An event designed to show off a new hybrid windship had to be cancelled this week due to the wrong weather for sea trials.
So while journalists had prepared to visit the Canopee in Le Havre on Tuesday, the vessel remained some 500 km away in Brest in Brittany.
TradeWinds has gotten wind that the event was cancelled so that the ship could undergo further sea trials “in specific weather conditions”.
These will have to be done in the waters off of Brest in the Bay of Biscay (Gulf of Gasgoyne in French), as they cannot be done in the busy waters outside of Le Havre.
The Canopee is designed to use wingsails to reduce emissions to move launcher parts to French Guiana.
The hybrid vessel propelled by four wingsails and two diesel engines is about to begin its first wind-propelled voyages under a 15-year contract carrying space launcher parts from Europe to the Pariacabo port in Kourou.
After construction was completed in December, the 1,000-lane-metre ro-ro was outfitted with four Oceanwings sails built by AYRO.
Its big unveil to the press was scheduled to take place on Tuesday and the vessel is understood to have performed most of its sea trials successfully.
“Sometimes we don’t have all the weather conditions for the last trials we need,” said a spokesperson for the shipowner said.
Contractual concerns
While wind conditions were a factor, contractual concerns were a bigger concern, she added.

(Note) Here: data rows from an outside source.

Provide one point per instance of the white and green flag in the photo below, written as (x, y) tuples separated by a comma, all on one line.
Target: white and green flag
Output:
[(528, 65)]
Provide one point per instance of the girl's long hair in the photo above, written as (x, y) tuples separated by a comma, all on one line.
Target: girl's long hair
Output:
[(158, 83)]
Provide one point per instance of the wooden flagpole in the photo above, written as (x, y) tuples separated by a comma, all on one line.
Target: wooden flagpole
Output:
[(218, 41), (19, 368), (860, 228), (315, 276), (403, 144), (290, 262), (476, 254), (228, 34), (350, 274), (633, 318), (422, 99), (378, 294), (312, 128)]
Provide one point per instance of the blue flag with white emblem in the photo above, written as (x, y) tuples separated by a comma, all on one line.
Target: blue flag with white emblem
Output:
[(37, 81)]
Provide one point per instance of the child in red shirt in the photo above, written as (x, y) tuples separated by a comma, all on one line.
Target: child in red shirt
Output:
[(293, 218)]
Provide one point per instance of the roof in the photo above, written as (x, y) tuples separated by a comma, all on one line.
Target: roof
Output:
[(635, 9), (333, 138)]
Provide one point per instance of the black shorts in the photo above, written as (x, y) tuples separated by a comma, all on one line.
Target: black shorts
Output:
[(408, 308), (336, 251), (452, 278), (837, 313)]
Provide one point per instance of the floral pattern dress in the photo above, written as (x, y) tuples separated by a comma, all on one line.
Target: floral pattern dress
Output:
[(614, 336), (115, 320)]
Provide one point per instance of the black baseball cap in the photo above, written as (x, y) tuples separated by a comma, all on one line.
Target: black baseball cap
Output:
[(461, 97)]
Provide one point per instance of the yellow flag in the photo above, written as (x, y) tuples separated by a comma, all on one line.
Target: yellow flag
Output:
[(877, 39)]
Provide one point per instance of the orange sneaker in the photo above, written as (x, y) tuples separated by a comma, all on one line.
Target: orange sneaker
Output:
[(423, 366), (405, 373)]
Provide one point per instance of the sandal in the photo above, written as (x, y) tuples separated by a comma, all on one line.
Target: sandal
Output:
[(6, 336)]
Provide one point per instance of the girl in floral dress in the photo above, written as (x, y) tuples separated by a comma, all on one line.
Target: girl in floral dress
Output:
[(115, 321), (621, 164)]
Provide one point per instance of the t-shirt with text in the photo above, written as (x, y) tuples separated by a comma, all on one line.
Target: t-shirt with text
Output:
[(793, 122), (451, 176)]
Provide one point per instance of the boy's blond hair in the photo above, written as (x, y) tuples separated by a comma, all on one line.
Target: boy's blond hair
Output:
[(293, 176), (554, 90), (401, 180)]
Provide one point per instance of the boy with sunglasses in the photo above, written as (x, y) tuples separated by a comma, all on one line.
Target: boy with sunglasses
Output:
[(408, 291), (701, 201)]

As the vessel is “a worldwide first”, the needs of insurance and legal entities made the sea trials more complicated. That meant the decision to postpone the visit had to be taken at the last minute, a day before the meetings with journalists were scheduled to go ahead.
The Canopee is owned by Jifmar Guyane and chartered to shipping company Alizes, which will operate the vessel for French-German space launcher ArianeGroup.
ArianeGroup will use the vessel to carry components for its Ariane 6 rocket launcher for the European Space Agency.
The ship is the latest addition to a small but fast-growing fleet of vessels that are harnessing the power of wind to reduce greenhouse gas emissions.